How many mL of .200 M NaOH are required to completely neutralize 5.00 mL of 0.100 M H2PO4?
To find the number of mL of NaOH required to neutralize 5.00 mL of H2PO4, we need to use the concept of stoichiometry and the balanced chemical equation between NaOH and H2PO4.
The balanced equation is as follows:
2 NaOH + H2PO4 -> Na2HPO4 + 2 H2O
From the equation, we can see that each mole of H2PO4 requires 2 moles of NaOH to react completely.
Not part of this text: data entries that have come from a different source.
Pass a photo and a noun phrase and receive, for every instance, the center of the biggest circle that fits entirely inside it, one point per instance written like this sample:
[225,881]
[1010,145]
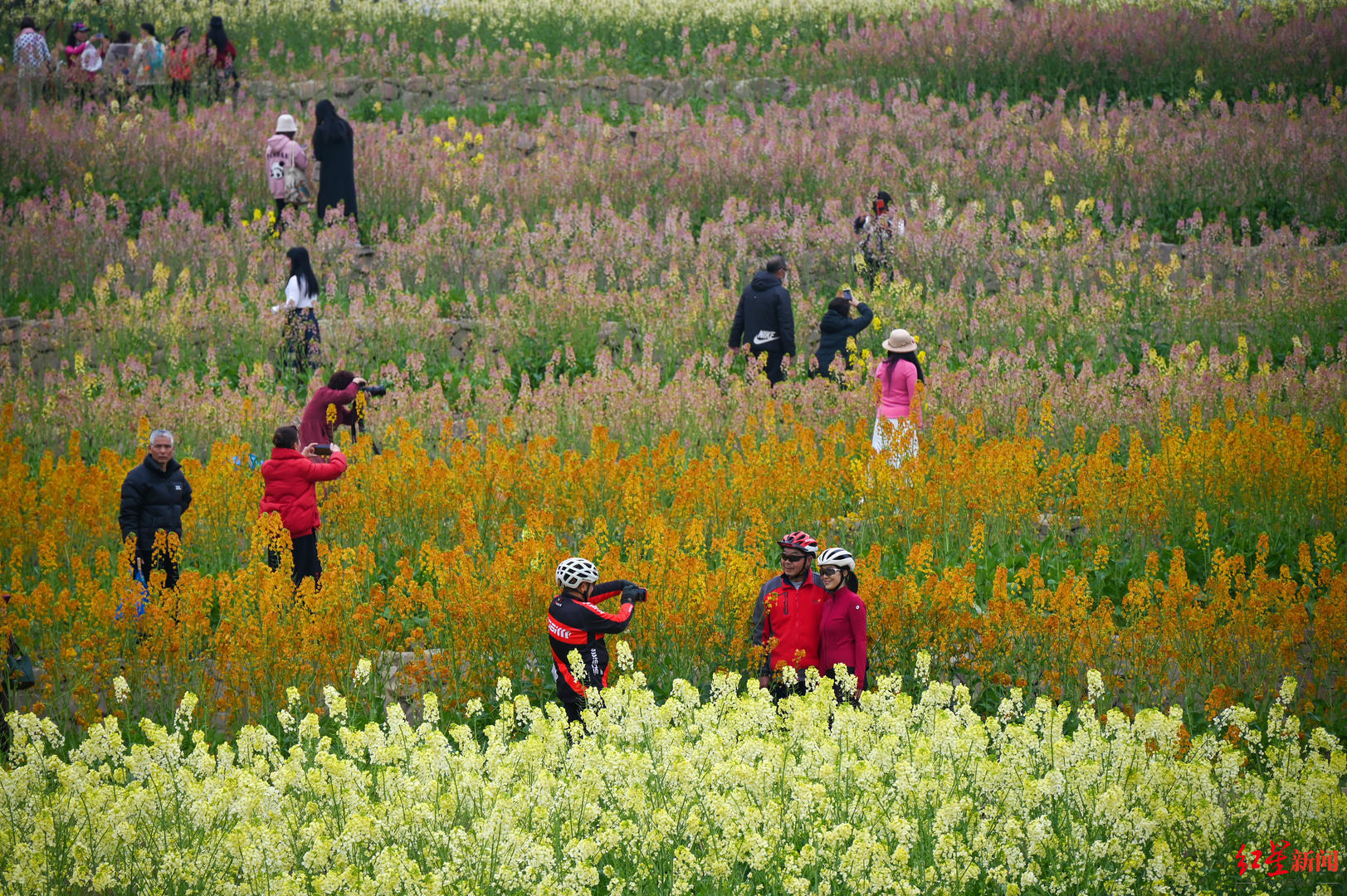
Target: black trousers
[149,563]
[845,695]
[772,364]
[306,559]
First, we need to calculate the number of moles of H2PO4 in the given volume:
moles of H2PO4 = volume in liters * concentration
= 5.00 mL * (1 L / 1000 mL) * 0.100 M
= 0.0005 moles
Since the stoichiometric ratio between NaOH and H2PO4 is 2:1, we need half that number of moles of NaOH:
moles of NaOH = (1/2) * moles of H2PO4
= (1/2) * 0.0005 moles
= 0.00025 moles
Now, we can calculate the volume of NaOH required using the equation:
volume of NaOH = moles of NaOH / concentration
= 0.00025 moles / 0.200 M
= 0.00125 L
Finally, convert the volume from liters to milliliters:
volume of NaOH = 0.00125 L * (1000 mL / 1 L)
= 1.25 mL
Therefore, 1.25 mL of 0.200 M NaOH is required to completely neutralize 5.00 mL of 0.100 M H2PO4.
See your other problem below but note you have made a typo on H2PO4.
You mean H3PO4 or NaH2PO4 or H2PO4^-.